Jack walked quickly through the line of Superiors-the blind knife-thrower, the shadow man, Reaper-until he was standing face to face with Miller. The man's eye and nose were bleeding, but he did not flinch.
“Rosemary is yours,” Jack said.
Miller snorted, shook his head. “I don't conspire with freaks.”
“Someone's been giving us away.”
Miller only shrugged.
“Fair enough,” Jack said. “But if Reaper does what he says and decides to let you go, remember this: I swear, before everyone standing here, that if you or any of your scumbag friends lay a hand on my mother or sister, I will fucking kill you.”
Miller blinked and looked down at his feet.
“Nine minutes, twenty seconds,” Reaper muttered.
“All right!” Jack shouted, spinning and walking past his father. “We're going!”
He followed Sparky and Jenna as they jogged along the street, and every fibre of him was screaming to look back. But he and Lucy-Anne had said their goodbyes. Miller had Jack's vow fresh in his mind. And his father…
His father was dead.
Nine minutes , Jack heard as they rounded a corner and ran, the three of them sprinting as fast as they could. They passed dead things and living things that had fed on the dead. They smelled cooking meat on the air from the people they had just seen killed. They had no idea where to go next.
Still running, Jack pulled the bloodstained photograph from his jeans pocket. Knowing it had been taken by Miller or his Choppers made it feel tainted. He turned it over, felt around its edges, his suspicion already hardening into certainty. And without actually feeling or touching it, he sensed the small metal square cast into one corner of the card. It was like a smell in his mind, a taste on his vision. He ripped the photo in half, ignoring the sight of his mother's face cut in two.
“What're you doing?” Sparky panted.
Jack tore and tore again, then held up the thin metal device. He did not have to tell either of his friends what it was.
The sound of helicopters grew in the distance, and Jack threw the tracking chip through a smashed shop window.
Once the hunters, now the hunted, the three friends ran deeper into the Toxic City.
When the ten minutes were up, still they ran. Helicopters buzzed overhead, motors echoed around street corners, and they were the centre of attention.

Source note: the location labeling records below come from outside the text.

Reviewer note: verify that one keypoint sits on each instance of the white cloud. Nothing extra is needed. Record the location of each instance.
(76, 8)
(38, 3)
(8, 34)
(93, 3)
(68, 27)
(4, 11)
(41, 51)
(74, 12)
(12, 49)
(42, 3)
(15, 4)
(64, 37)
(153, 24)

The pain in Jack's injured ankle was awful, and as he ran, the Nomad's taste came to him again. The pain ended, and he coughed up something that looked like black rice. Spitting it out, he wondered, What the hell's happening to me? But really he knew.
Sparky lifted a grating in the pavement outside an old greengrocer's, and Jack and Jenna slid down the steep chute. Sparky lowered the grating and followed them down.
In the darkness, they huddled together at the rear of the basement. It was empty and unused, and there was the faint scent of old decay from one dark corner. They kept away from it; they had seen enough dead things.
“You think it was only that photo?” Sparky asked.
“We'll soon find out,” Jack said. He felt so lost and alone, and he could not help imagining what Emily and his mother were going through right now. Whenever he blinked, he was presented with terrible possibilities: Emily strapped down with probes being driven into her eyes; his mother on her back, chest plate cracked, and her heart beating in her open chest. He wanted to cry and rage at the visions, but he knew that for now, silence was their friend.